2 EPR2 devraient jouxter le mastodonte

Malgré tous ces bemols et le fait que le port ouest et est de Dunkerque, 3) port de France soit à quelques encablures et abrite une douzaine de sites Seveso , Gravelines fut construite devenant la plus grosse centrale nucléaire d’Europe derrière Zaporijiaa en Ukraine.

La photo montage ci-dessus produite par EDF rend compte de l’importance du projet quand on compare les six réacteurs à 900mw chacun  (site actuel) avec chaque EPR2 de 1650 MW.  Un nouveau débat public vient donc de s’ouvrir et c’est à cette occasion que je viens de visiter le mastodonte au cours d’un voyage de presse organisé par les JNE. 

Sur place l’équipe EDF est très confiante, comme toujours : tout va bien, rien à signaler, alors que nous savons que cette centrale a été plus que menaçante. « vos piscines pourront elles accueillir le combustible irradié à la veille des réparations ? » « Mais de quoi parlez vous , la question des piscines ne nous a jamais été posée ? ». Quand il sera question des relations CNDP/EDF lors du débat public de Penly (1° projet de construction EPR2) nous apprendrons que des réponses ont été données à toutes les questions sauf à celles qui concernent la politique énergétique gouvernementale , notamment en termes de financement: « le financement du projet et les perspectives de coût de production », « les risques de dérives des coûts d’investissement et de fonctionnement », « les éléments relatifs aux combustibles et aux matières et déchets radioactifs » ou encore « les risques liés au dérèglement climatique et aux épisodes caniculaires de forte intensité ». Elles devront trouver réponses lors du débat public Gravelinois.
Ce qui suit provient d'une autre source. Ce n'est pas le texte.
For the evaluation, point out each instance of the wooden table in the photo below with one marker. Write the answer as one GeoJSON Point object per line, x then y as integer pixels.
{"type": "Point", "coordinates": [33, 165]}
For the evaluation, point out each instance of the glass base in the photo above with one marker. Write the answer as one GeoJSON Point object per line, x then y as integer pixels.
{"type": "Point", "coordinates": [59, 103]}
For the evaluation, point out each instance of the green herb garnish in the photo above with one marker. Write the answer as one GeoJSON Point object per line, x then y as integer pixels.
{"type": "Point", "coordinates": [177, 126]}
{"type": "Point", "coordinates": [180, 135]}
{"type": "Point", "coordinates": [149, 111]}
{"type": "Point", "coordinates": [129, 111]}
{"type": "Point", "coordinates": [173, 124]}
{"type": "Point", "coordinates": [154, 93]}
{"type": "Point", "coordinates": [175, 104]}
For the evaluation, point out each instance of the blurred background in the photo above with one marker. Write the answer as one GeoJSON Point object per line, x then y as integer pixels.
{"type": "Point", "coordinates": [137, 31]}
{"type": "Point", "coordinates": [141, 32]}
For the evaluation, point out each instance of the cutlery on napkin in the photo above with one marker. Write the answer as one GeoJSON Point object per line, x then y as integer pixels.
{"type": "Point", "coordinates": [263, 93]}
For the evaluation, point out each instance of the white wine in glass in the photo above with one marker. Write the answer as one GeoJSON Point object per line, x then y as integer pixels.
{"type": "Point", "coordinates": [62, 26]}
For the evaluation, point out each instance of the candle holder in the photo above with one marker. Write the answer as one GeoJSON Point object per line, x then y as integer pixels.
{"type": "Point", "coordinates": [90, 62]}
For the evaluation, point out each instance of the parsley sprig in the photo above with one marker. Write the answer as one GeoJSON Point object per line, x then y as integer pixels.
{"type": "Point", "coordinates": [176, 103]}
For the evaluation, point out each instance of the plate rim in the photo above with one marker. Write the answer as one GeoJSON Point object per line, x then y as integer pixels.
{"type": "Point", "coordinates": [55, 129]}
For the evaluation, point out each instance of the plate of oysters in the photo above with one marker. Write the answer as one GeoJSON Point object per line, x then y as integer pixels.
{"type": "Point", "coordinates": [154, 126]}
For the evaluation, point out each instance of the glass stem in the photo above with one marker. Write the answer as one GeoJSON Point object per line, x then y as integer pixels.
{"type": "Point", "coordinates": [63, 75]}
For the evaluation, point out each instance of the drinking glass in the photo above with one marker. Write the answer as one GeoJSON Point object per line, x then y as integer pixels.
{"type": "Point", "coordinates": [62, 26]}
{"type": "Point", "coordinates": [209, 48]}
Concernant les EPR futurs qui devraient entrer en service en 2038 ou 39, EDF précise que les problèmes de l’EPR de Flamanville seront évités, que les outils doivent être plus simples et reproductibles car on envisage une série. Seront intégrées d’office de multiples innovations sécuritaires pour une durée de production de 60 ans, il faudra intégrer les conséquences du réchauffement climatique, éviter le dérapage financier de Flamanville passé de 3Md d’euros à 19 et dénoncé par la Cour des Comptes.  

Le territoire concerné par ce nouveau débat public a été étendu à plus de 20km du site : plus il y aura de monde concerné par l’emploi promis par EDF, plus seront récupérés d’avis favorables à la concertation « le salarié qui revient tous les soirs à son domicile devient un acteur de confiance sur tout le territoire » précise Antoine Ménagé, directeur du débat public EPR2 Gravelines après celui de Penly. 

Dans ces dures régions des Hauts de France un emploi a toujours primé sur la qualité de vie au travail. On travaille au cœur de la mine , ou sous la chaleur de la sidérurgie, ou dans le nucléaire. EDF mise d’ailleurs sur cette attractivité de l’emploi : formation, création de filières, création d’une université du nucléaire, suivi de l’évolution des besoins….. 

Gravelines , bientôt une île ?

Un nouveau problème voit le jour et vient d’être dénoncé par un rapport de Greenpeace publié récemment, celui des effets liés aux changements climatiques : ouragans, montée des eaux, inondations… 

Au cours de notre visite, nous longeons un très haut mur et franchissons de lourdes portes peintes en bleu, des portes qui ressemblent aux portes d’écluse. « Est-ce pour arrêter les migrants ? Nous en avons aperçu tout au long de la route ». Ceci est un autre débat…. Les portes et le mur de 5m50 (35 millions d’euros) ont été construits pour protéger la centrale, prise entre la montée des eaux promise par le réchauffement et les scénarios du GIEC, et par les inondations terriennes conséquences de la construction de Gravelines sur un polder de 100.000 ha à l’embouchure de l’AA , asséché par les watergangs  qu’il faut d’ailleurs reconstruire sur le site dédié aux EPR2. On peut vérifier tout cela avec les travaux de l’IGN. Le site nucléaire se situe dans un des territoires dits « à risque important d’inondation » (TRI) identifiés dans la cadre de la directive européenne inondations (référence n° 2007/60/CE du 23 octobre 2007).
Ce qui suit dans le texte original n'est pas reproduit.